日本館50周年=時が流れても変らないもの=どう日本文化を残すか=「百年先を見通していた先人を想うと、胸が一杯に」

8月18日(水)

  ずいぶんと白髪も増えました――。十四日、ブラジル日本文化協会(上原幸啓会長)主催の日本館五十周年式典が行われ、日本館設計者の堀口捨己、大江宏両氏の助手として当時建設に関わった建築士の高瀬隼彦さん(南カリフォルニア日系商工会議所元会頭)は月日の流れに感慨を込めて挨拶をした。
 「五十年振りに来ましたが、全然変っていません。しかし、当時の記念写真を見てみると生きているのは私だけです。建設に携わった者の一人として心からお礼が言いたい」。
 勇壮な太鼓の演奏で式典は開幕し、約二百人の関係者が出席する中、アドリアーノ・ジオーゴ=サンパウロ市長代理や、上原文協会長、石田仁宏サンパウロ総領事などが挨拶した。
 純子夫人とカリフォルニアから来伯した高瀬さんは、北米の邦字紙「羅付新報」の発行に携わり、この日もはかま姿で現れるなど日本文化への思いが強い。
 「日本文化が外国に存在し、このように発展して行くのは素晴らしい。カリフォルニアでも、どのように日本文化を残していくかが大きな課題です」。
 鏡割りの後、乾杯の音頭をとった田村ワルテル日本館元運営委員長は、「両国民の相互理解を深めるという役割は五十年たっても変わらない」と語る。
 また、「ここは日系人の精神的なより所。その役割をますます深めて行かなければならない」と川合昭現運営委員長はいう。
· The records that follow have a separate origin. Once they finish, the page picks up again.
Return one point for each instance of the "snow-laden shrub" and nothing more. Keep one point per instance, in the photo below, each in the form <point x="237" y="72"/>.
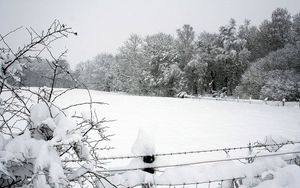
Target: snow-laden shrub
<point x="41" y="146"/>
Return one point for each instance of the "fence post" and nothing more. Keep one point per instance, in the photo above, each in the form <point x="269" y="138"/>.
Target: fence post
<point x="148" y="159"/>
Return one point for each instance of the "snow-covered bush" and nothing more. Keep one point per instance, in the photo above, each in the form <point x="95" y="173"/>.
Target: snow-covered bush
<point x="41" y="145"/>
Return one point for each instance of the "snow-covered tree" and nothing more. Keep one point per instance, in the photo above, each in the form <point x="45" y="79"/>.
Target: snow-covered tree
<point x="131" y="64"/>
<point x="163" y="74"/>
<point x="233" y="55"/>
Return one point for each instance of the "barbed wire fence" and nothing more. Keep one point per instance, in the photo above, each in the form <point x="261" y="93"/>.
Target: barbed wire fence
<point x="234" y="182"/>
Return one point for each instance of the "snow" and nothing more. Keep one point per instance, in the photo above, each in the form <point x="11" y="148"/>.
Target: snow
<point x="149" y="125"/>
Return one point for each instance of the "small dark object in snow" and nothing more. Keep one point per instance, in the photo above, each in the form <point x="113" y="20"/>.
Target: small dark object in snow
<point x="149" y="170"/>
<point x="148" y="159"/>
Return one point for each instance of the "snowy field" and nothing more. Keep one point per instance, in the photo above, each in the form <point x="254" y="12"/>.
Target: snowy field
<point x="193" y="124"/>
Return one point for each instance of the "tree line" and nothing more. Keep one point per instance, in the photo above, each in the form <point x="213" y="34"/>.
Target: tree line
<point x="242" y="60"/>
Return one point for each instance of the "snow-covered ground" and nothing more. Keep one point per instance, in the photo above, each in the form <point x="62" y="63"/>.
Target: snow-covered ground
<point x="188" y="124"/>
<point x="194" y="124"/>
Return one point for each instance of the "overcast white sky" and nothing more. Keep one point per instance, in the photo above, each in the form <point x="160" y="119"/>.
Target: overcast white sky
<point x="103" y="25"/>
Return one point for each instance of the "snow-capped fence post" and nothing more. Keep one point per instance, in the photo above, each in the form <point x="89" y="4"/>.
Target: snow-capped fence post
<point x="266" y="100"/>
<point x="283" y="101"/>
<point x="144" y="146"/>
<point x="148" y="159"/>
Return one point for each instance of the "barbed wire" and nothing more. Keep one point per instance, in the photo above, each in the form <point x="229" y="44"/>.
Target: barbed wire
<point x="202" y="151"/>
<point x="195" y="183"/>
<point x="201" y="162"/>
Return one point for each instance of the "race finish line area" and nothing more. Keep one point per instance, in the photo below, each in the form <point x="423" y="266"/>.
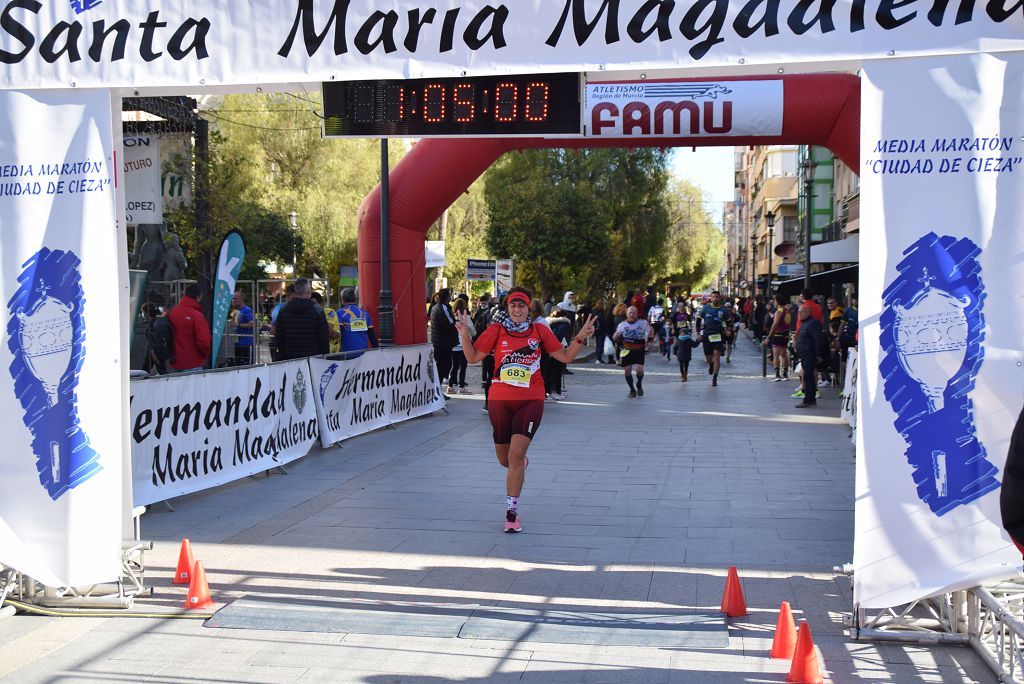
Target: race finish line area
<point x="331" y="515"/>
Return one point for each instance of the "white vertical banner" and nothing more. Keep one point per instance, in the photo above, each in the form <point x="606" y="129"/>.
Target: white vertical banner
<point x="942" y="321"/>
<point x="143" y="199"/>
<point x="60" y="390"/>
 戦後、日独伊の枢軸国側文化が尊重されない風潮の中、ルーカス・ノゲイラ・ガルセスサンパウロ州知事(当時)と、ギレルメ・デ・アルメイダサンパウロ市四百周年祭典委員会総裁は、あえて日本館の建設を支持した。
 上原会長は「ブラジルはもはや多民族国家ではなく、多文化国家。百年先のことを見通していた彼らのことを想うと胸が一杯になる」と大学時代の恩師でもある彼らに思いを寄せた。
 最近、同館周辺を東洋文化エリアにする提案がサンパウロ市側から出されていることに対し、「今、ブラジルには中国人も多い。力を合わせ、日本だけでなくアジアの文化をみんなに伝えて行きたい」と、文協の伝田英二副会長は計画に賛成の意を表した。
 その他、琴や尺八、書道、茶道、いけ花の実演も行われ、参加者の目を引いた。
 無料一般公開だった十五日には、今年一月二十五日の六千人を越える七千人が集まり、かつてないほどに日本文化への関心が高まっていることが示された。
 「日本館を作ったことで日系社会は団結しました」と、文協創立会員の原沢和夫さんが挨拶したように、日本館建設が文協の設立、移民五十周年祭の成功へとつながった。それからちょうど五十年―。
 来年の文協五十周年や〇八年の移民百周年へと、どのように、つなげていくのか。注目と期待が集まっている。